Multi-agent systems involve multiple AI agents working together to solve complex problems. While other frameworks require you to find contrived ways to have agents spawn agents, Agentica makes this trivial: pass a magic function or an agent to another magic function or agent. That’s it. No special orchestration layers, no graphs, no composition primitives or DSL, no message-passing protocols, no global state management. It’s just code.

When to Use Multi-Agent Systems

Multi-agent systems shine when:
  • Tasks can be parallelized: Multiple independent sub-tasks may be worked on simultaneously
  • Specialization helps: Different agents with different capabilities or contexts tackle different aspects
  • Complex workflows: The problem naturally breaks down into distinct phases or responsibilities
  • Iterative refinement: One agent’s output becomes another agent’s input

The Core Concept

Because Agentica allows you to pass any runtime value into scope—functions, objects, classes, SDKs—this naturally includes:
  • The spawn() function itself
  • Existing agents
  • Magic functions
  • Custom orchestration logic
When you pass these to an agent or magic function, they can use them just like anything else in scope. No schemas, no special handling. It’s just code.

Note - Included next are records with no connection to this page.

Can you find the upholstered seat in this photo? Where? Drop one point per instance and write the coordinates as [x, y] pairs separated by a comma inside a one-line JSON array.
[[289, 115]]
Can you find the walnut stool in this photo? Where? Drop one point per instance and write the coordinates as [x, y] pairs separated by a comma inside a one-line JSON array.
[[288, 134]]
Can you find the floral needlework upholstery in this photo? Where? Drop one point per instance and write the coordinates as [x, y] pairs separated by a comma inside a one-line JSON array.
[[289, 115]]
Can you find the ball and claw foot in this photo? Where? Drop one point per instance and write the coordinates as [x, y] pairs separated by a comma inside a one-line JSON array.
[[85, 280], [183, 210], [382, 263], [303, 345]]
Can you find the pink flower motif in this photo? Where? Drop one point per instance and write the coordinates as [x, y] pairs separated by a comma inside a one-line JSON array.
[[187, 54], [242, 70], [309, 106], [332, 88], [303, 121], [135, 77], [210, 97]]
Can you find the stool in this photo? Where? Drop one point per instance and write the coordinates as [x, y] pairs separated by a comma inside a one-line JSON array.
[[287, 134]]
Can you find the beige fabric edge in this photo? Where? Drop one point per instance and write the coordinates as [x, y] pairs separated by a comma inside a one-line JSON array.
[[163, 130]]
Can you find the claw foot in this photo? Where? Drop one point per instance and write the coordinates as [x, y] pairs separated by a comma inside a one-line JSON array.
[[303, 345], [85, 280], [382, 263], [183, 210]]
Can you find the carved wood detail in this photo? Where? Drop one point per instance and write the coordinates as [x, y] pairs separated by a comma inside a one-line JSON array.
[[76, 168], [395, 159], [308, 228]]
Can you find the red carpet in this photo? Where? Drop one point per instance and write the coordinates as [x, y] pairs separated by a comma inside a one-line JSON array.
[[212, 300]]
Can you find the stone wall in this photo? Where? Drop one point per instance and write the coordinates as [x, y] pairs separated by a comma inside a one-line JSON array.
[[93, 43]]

Pattern: Basic Composition

Let’s start with the simplest possible multi-agent pattern: calling one magic function from another.
from agentica import magic
from dataclasses import dataclass

@dataclass
class CodeAnalysis:
    bugs: list[str]
    style_issues: list[str]
    performance_issues: list[str]

# Two separate AI functions, each specialized
@magic()
async def analyze_code(code: str) -> CodeAnalysis:
    """Analyze code for bugs, style issues, and performance problems."""
    ...

@magic()
async def fix_code(code: str, analysis: CodeAnalysis) -> str:
    """Fix the code based on the analysis."""
    ...

# Compose them together
analysis = await analyze_code(code)
fixed = await fix_code(code, analysis)
This is a multi-agent system: two separate AI invocations, each specialized for its task, composed together. However the “workflow” here is very boring — it’s entirely serial, with no conditionality. Let’s take a look at what introducing control flow is like.

Pattern: External Control Flow

In this pattern, you orchestrate the agents from your code. You decide when to call agents, what tasks to give them, and how to combine their results. You write the control flow: loops, conditionals, error handling—all the logic that coordinates the agents. This is useful when:
  • The workflow involves iteration, conditionals, or complex branching
  • You want explicit control over execution order and conditions
  • You need to inject custom logic between agent calls
  • You’re building a specific, repeatable process with clear control flow

Example: Parallelization, Iteration, and Conditional Logic

from agentica import magic

... # other logic and classes

@magic()
async def evaluate_candidate(cand: Candidate) -> EvaluationResult:
    """Evaluate if candidate meets our technical and cultural requirements."""
    ...

@magic()
async def create_interview_plan(cand: Candidate, eval: EvaluationResult) -> InterviewPlan:
    """Create a tailored interview plan focusing on the candidate's strengths and gaps."""
    ...

@magic()
async def create_rejection_letter(cand: Candidate, eval: EvaluationResult) -> RejectionLetter:
    """Generate a polite rejection letter with constructive feedback."""
   ...

async def pipeline(candidates: list[Candidates]):
    # Evaluate all candidates in parallel
    evaluations = await asyncio.gather(*[evaluate_candidate(c) for c in candidates])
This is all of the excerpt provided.